KBCNMUJAL@HASOC-Dravidian-CodeMix-FIRE2020: Using Machine Learning for
Detection of Hate Speech and Offensive Code-Mixed Social Media text
- URL: http://arxiv.org/abs/2102.09866v1
- Date: Fri, 19 Feb 2021 11:08:02 GMT
- Title: KBCNMUJAL@HASOC-Dravidian-CodeMix-FIRE2020: Using Machine Learning for
Detection of Hate Speech and Offensive Code-Mixed Social Media text
- Authors: Varsha Pathak, Manish Joshi, Prasad Joshi, Monica Mundada and Tanmay
Joshi
- Abstract summary: This paper describes the system submitted by our team, KBCNMUJAL, for Task 2 of the shared task Hate Speech and Offensive Content Identification in Indo-European languages.
The datasets of two Dravidian languages Viz. Malayalam and Tamil of size 4000 observations, each were shared by the HASOC organizers.
The best performing classification models developed for both languages are applied on test datasets.
- Score: 1.0499611180329804
- License: http://creativecommons.org/licenses/by-nc-sa/4.0/
- Abstract: This paper describes the system submitted by our team, KBCNMUJAL, for Task 2
of the shared task Hate Speech and Offensive Content Identification in
Indo-European Languages (HASOC), at Forum for Information Retrieval Evaluation,
December 16-20, 2020, Hyderabad, India. The datasets of two Dravidian languages
Viz. Malayalam and Tamil of size 4000 observations, each were shared by the
HASOC organizers. These datasets are used to train the machine using different
machine learning algorithms, based on classification and regression models. The
datasets consist of tweets or YouTube comments with two class labels offensive
and not offensive. The machine is trained to classify such social media
messages in these two categories. Appropriate n-gram feature sets are extracted
to learn the specific characteristics of the Hate Speech text messages. These
feature models are based on TFIDF weights of n-gram. The referred work and
respective experiments show that the features such as word, character and
combined model of word and character n-grams could be used to identify the term
patterns of offensive text contents.
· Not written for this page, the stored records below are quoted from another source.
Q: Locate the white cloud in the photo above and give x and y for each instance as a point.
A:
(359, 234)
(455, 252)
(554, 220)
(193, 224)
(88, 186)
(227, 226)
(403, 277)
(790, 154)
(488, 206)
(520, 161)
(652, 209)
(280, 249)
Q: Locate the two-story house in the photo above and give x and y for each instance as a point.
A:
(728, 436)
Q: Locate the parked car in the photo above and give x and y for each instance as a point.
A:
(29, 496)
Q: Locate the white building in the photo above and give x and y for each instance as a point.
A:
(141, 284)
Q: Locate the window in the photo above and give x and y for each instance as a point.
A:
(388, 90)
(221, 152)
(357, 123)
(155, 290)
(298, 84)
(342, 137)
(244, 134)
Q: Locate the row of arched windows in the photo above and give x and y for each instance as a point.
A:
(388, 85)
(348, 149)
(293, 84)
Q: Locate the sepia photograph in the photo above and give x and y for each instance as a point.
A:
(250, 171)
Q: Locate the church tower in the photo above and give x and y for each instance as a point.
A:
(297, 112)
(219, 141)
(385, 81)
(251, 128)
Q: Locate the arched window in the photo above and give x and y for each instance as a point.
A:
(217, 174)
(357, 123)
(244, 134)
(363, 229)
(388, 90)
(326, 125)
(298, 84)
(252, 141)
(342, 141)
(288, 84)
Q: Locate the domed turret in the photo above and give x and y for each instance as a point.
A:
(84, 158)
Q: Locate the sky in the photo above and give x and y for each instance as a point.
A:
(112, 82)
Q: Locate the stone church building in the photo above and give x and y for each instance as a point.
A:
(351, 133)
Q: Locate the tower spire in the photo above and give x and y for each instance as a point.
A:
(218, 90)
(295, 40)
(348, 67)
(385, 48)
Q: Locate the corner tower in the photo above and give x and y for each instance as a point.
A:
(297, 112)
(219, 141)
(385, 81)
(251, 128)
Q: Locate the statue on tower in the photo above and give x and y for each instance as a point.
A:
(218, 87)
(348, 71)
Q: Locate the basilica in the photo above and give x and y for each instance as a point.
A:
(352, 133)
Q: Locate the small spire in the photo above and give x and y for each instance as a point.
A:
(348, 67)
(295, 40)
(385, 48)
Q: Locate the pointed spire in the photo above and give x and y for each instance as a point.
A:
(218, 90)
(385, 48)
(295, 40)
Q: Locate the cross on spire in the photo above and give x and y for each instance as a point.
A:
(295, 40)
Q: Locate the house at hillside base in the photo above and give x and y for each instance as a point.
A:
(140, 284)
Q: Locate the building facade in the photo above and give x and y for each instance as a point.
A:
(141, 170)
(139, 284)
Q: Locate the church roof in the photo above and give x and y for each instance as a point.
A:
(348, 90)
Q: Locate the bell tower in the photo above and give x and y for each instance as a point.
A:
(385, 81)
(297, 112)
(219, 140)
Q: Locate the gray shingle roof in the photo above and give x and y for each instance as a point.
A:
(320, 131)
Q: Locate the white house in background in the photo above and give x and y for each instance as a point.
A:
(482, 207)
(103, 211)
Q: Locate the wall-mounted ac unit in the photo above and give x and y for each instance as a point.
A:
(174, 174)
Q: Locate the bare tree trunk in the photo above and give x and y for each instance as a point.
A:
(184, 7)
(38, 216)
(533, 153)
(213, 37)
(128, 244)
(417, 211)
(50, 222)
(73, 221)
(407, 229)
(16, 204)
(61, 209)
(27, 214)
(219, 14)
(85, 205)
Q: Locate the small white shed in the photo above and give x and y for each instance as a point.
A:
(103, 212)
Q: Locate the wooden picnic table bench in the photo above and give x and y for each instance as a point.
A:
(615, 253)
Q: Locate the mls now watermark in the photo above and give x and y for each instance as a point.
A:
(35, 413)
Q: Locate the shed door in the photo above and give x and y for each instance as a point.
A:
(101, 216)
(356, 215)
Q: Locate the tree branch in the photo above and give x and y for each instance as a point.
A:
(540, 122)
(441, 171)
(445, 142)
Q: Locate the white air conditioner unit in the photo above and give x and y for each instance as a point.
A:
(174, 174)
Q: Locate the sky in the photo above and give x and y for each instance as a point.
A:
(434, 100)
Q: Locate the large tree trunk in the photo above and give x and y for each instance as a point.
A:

As a part of the HASOC shared task, the
test data sets are made available by the HASOC track organizers. The best
performing classification models developed for both languages are applied on
test datasets. The model which gives the highest accuracy result on training
dataset for Malayalam language was experimented to predict the categories of
respective test data. This system has obtained an F1 score of 0.77. Similarly
the best performing model for Tamil language has obtained an F1 score of 0.87.
This work has received 2nd and 3rd rank in this shared Task 2 for Malayalam and
Tamil language respectively. The proposed system is named HASOC_kbcnmujal.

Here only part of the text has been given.